All corrections
Substack May 21, 2026 at 02:36 AM

softcurrency.substack.com/p/how-to-build-an-ai-empire-with-other

2 corrections found

1
Claim
They set up shell companies, formally known as Special Purpose Vehicles (SPVs), for the exact same reason.
Correction

A shell company and an SPV are not the same thing. U.S. legal and regulatory definitions treat a shell company as an entity with no or nominal operations/assets, while a special purpose entity is an entity organized for a specific limited purpose.

Full reasoning

This sentence incorrectly treats shell companies and Special Purpose Vehicles (SPVs) as if they are formal synonyms.

They are not.

  • A shell company has a specific legal definition: under 17 CFR § 230.405, it is a registrant with "no or nominal operations" and either no or nominal assets or only cash/cash equivalents.
  • A special purpose entity/vehicle is defined differently in federal regulation: it is a company organized for a specific purpose, with activities limited to accomplishing that purpose and a structure intended to isolate risk.

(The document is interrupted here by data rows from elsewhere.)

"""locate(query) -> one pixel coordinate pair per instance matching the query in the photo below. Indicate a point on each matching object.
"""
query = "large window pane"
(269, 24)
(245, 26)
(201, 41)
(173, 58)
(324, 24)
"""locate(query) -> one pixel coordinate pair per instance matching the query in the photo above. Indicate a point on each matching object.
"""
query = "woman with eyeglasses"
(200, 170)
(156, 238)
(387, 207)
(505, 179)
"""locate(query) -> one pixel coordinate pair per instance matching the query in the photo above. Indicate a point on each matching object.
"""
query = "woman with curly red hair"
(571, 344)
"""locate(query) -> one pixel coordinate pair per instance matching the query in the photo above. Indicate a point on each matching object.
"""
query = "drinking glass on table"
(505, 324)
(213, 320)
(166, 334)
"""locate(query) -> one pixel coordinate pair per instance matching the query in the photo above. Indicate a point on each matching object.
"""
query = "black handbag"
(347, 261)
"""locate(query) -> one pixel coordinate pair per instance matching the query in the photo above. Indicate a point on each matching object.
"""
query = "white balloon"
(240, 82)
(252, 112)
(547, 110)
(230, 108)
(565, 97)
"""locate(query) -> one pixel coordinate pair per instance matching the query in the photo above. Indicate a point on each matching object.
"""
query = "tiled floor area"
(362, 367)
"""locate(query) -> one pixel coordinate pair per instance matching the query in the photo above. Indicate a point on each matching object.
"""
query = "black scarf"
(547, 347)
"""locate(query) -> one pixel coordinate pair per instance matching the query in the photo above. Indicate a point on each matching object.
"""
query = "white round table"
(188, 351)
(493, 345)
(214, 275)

Those definitions overlap only in some cases. Some SPVs may be shells, but many SPVs are not shells at all—they can hold real assets, issue debt, own receivables, or operate within tightly limited business purposes. So saying shell companies are "formally known as" SPVs is inaccurate because it collapses two distinct concepts into one.

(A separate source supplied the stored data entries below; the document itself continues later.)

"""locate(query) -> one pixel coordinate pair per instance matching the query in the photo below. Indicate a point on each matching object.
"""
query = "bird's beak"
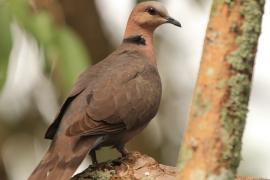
(173, 21)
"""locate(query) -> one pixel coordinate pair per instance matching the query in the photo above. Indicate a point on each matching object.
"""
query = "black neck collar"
(137, 39)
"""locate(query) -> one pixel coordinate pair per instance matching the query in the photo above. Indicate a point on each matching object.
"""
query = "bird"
(111, 101)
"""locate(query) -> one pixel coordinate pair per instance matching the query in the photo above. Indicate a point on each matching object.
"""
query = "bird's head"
(150, 15)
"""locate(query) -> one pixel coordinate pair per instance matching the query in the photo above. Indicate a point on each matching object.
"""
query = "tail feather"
(61, 162)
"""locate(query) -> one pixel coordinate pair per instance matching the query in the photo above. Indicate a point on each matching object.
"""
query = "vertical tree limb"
(212, 141)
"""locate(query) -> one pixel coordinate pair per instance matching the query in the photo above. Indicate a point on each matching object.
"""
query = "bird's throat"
(137, 39)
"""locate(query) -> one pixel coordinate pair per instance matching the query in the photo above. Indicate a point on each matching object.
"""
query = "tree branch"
(212, 141)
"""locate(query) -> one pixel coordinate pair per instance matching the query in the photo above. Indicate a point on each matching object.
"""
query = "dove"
(111, 102)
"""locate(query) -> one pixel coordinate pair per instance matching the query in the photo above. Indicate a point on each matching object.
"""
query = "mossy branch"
(212, 142)
(135, 167)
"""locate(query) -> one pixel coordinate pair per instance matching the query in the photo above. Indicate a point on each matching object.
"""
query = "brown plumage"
(111, 101)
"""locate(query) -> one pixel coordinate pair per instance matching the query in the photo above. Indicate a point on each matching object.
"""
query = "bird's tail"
(61, 160)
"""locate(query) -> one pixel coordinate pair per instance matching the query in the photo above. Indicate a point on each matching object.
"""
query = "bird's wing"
(78, 88)
(116, 101)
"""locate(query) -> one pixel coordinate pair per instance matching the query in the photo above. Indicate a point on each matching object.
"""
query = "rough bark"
(212, 142)
(135, 167)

A more accurate phrasing would be that companies may use SPVs, and some of those vehicles may function as shell entities depending on their structure and assets.

2 sources
2
Claim
He completely ignores the fact that he just he just placed a commercial lien on his house that will make selling the property a bureaucratic nightmare.
Correction

That overstates what a solar lease/PPA usually does. Official consumer guidance says solar-related UCC filings are typically on the solar equipment, not the home itself, though they can still complicate a sale or refinance.

Full reasoning

This sentence is too strong as written.

For residential solar arrangements, companies often file a UCC lien/security interest on the solar equipment, but that is not the same thing as placing a lien on the house itself.

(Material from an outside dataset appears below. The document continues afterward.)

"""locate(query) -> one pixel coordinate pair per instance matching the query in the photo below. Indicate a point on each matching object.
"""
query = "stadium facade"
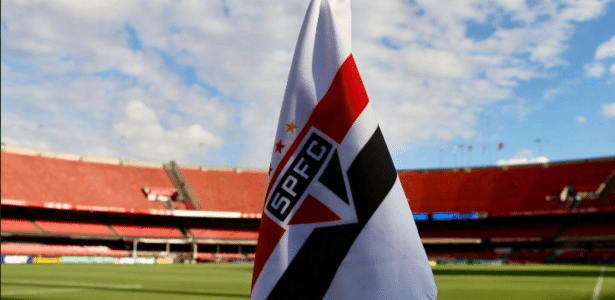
(58, 206)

The CFPB's 2024 solar financing report explains that lenders commonly file UCC liens on the solar panels themselves and says such a lien is "technically not on the property", although it can still muddy title in some jurisdictions. California CPUC materials likewise distinguish UCC filings for solar leases and PPAs from a lien on the home, explaining that these filings are used to perfect an interest in the solar system as personal property, not to place a lien on the house.

So the article is directionally right that solar contracts can complicate a home sale or refinance. But calling a solar PPA a "commercial lien on his house" is inaccurate. A more accurate description would be a UCC filing or security interest tied to the solar equipment that can complicate a sale.